WordPress GDPR Compliance Tool Flaw Leads to Data Privacy Breach

The operators of content Management platform WordPress have issued an advisory urging users to refresh the WP GDPR Compliance plug-in as soon as possible due to a flaw in the software leading to a potential privacy breach.

The plug-in in question, ironically, was developed to assist website owners are compliant with all General Data Protection Regulation, the new European Union data privacy legislation. WP GDPR Compliance was found to a serious vulnerability that allows unauthorized users to gain access to the back end of websites. It is even possible to unauthorized individuals to obtain access and set up administrator user privileges, allowing them to return and to the back end of the website at a later date.

The WP GDPR Compliance plugin was developed in order to automate GDPR tasks such as data access requests and data deletion requests. Under the GDPR legislation, that was introduced on May 25 this year, there is an obligation for companies to give their users the option to view or delete data that pertains to them.

According to an update on the WPScan Vulnerability Database, this vulnerability allows anyone to do whatever they wish to with the site. It states: “The plugin WP GDPR Compliance allows unauthenticated users to execute any action and to update any database value. If the request data form is available for unauthenticated users, even unauthenticated users are able to do this.”

It went to say that users should update the plug-in to the most recent version, 1.4.3, as soons as they can in order to address the security weakness. You can read the full notice by clicking here. To emphasise the extent of the reach of this flaw the plug-in affected by been downloaded over 100,000 times by WordPress account holders and website managers.

WordPress security plugin developer WordFence commented on the GDPR data privacy breach saying: “More then a hundred thousand WordPress sites using the WP GDPR Compliance plugin were vulnerable to this type of attack. It is of critical importance that any site using this plugin performs the update as soon as possible.”

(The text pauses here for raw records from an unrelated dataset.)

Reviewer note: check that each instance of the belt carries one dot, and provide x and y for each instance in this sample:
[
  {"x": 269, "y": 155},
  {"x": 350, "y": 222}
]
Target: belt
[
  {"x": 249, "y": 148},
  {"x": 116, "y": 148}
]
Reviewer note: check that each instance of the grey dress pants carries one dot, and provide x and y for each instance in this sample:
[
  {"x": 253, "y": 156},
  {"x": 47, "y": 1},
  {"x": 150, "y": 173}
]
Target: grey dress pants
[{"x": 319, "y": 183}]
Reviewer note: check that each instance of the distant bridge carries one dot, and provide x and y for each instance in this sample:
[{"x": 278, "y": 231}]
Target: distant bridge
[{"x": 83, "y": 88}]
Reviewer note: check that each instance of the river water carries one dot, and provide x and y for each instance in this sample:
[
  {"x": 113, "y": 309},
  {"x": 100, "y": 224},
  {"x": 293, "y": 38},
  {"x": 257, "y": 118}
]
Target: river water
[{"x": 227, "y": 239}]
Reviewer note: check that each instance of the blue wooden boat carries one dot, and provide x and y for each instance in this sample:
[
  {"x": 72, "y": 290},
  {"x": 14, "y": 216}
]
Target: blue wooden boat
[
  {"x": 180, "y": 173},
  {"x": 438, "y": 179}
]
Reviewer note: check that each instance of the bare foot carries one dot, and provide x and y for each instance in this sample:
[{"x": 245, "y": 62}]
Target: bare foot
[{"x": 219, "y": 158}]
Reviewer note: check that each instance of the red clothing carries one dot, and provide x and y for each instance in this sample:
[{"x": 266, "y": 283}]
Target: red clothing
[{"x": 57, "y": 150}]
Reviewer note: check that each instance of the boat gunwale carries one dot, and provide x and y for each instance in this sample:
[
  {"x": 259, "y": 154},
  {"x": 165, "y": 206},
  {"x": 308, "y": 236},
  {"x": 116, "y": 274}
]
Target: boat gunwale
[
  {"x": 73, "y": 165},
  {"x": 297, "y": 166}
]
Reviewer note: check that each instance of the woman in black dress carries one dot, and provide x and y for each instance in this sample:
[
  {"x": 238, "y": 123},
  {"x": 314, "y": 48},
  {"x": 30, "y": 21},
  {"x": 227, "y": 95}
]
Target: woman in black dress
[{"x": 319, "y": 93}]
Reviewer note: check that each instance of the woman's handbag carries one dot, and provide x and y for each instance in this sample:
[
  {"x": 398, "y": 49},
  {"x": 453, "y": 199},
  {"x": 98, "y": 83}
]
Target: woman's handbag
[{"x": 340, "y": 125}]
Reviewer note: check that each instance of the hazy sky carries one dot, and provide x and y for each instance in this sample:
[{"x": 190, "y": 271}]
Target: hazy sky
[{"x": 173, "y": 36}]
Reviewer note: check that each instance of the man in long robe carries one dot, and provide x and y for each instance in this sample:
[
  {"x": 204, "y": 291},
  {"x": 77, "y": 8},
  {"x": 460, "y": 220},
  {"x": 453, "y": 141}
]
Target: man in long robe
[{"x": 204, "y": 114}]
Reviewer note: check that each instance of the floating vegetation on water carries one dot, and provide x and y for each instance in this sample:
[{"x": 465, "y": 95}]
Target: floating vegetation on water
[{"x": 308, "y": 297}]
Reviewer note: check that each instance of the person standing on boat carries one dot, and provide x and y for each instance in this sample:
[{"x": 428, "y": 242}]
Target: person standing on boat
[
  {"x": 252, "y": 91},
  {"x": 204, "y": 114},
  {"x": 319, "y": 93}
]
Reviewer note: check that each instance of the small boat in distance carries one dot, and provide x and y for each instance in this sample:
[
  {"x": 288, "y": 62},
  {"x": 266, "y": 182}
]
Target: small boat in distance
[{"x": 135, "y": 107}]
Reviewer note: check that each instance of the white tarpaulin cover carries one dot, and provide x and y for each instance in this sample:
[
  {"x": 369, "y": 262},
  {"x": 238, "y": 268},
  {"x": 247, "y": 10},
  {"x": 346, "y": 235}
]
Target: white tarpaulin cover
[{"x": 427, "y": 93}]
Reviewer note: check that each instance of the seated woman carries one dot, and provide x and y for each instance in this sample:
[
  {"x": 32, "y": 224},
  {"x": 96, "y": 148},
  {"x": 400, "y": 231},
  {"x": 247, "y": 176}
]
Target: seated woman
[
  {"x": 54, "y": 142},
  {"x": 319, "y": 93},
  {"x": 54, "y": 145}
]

It went on to say: “Whether an infected site is serving spam emails, hosting a phishing scam, or any other direct or indirect monetization, there’s often a clear goal identified as part of the triage process. However, despite the rapid occurrence of these identified cases, so far our research has only turned up backdoor scripts on sites impacted by this issue. This serves to help prevent other attackers from creating their own administrator accounts, as well as reducing the likelihood that a site’s administrator will notice a problem. It closes the door behind the attacker.” You can read their full coverage of the incident here

Any company using WordPress should immediately investigate to see if their website is using this plug in. If this is the case then the update should be immediately completed in order to ensure avoidance of a €20m or 4% of annual global revenue fine (whichever is higher) possible under the new GDPR legislation.